Tradition · Stregheria

Origins & history

Leland received the manuscript he published as Aradia from Maddalena (probably Maddalena Talenti) in 1897. He framed the material as the surviving scripture of a peasant witch-cult dating to the late medieval or early modern period, organised in opposition to feudal and clerical authority, and worshipping Diana and Aradia.
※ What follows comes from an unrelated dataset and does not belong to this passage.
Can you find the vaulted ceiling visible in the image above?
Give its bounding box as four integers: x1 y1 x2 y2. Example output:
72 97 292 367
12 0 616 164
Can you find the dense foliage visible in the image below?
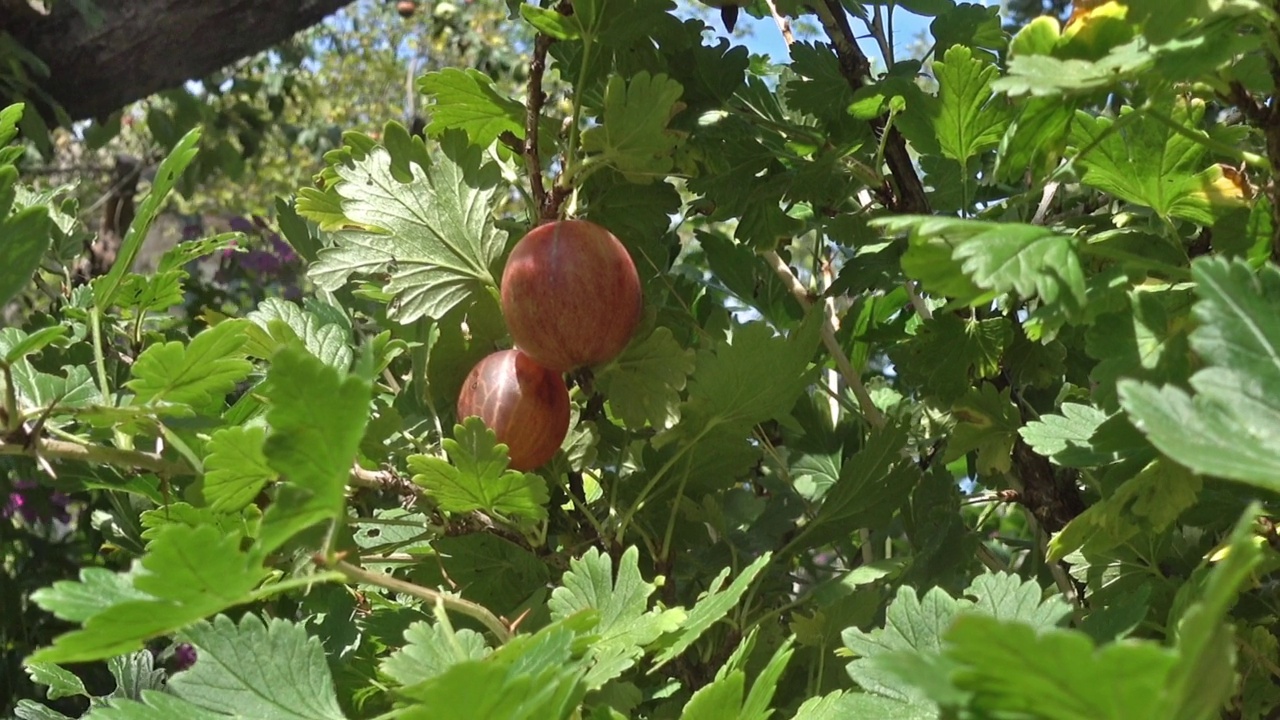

The text’s historicity is contested: modern scholarship generally accepts that Leland did receive material from a real informant but treats the resulting book as a nineteenth-century synthesis — possibly Leland’s, possibly Maddalena’s, possibly both — rather than as the surviving text of a continuous pre-Christian religion.

Modern Stregheria as a coherent practised tradition dates principally to the 1980s and 1990s, when Raven Grimassi’s books — beginning with Ways of the Strega (1995, later reissued as Italian Witchcraft) and continuing through Hereditary Witchcraft (1999) and Stregheria: The Old Religion of Southern Europe (2000) — established the framework most widely identified with the term today. Grimassi presented his work as both a continuation of Italian family witchcraft (the vecchia famiglia) into which he claimed initiation and a public reconstruction of the older Aradian tradition.

Several other modern Italian-American witchcraft currents exist alongside or in distinction from Grimassi’s work, including the Sicilian Strega tradition associated with Lori Bruno and the Arician Tradition founded by Grimassi in the early 1980s.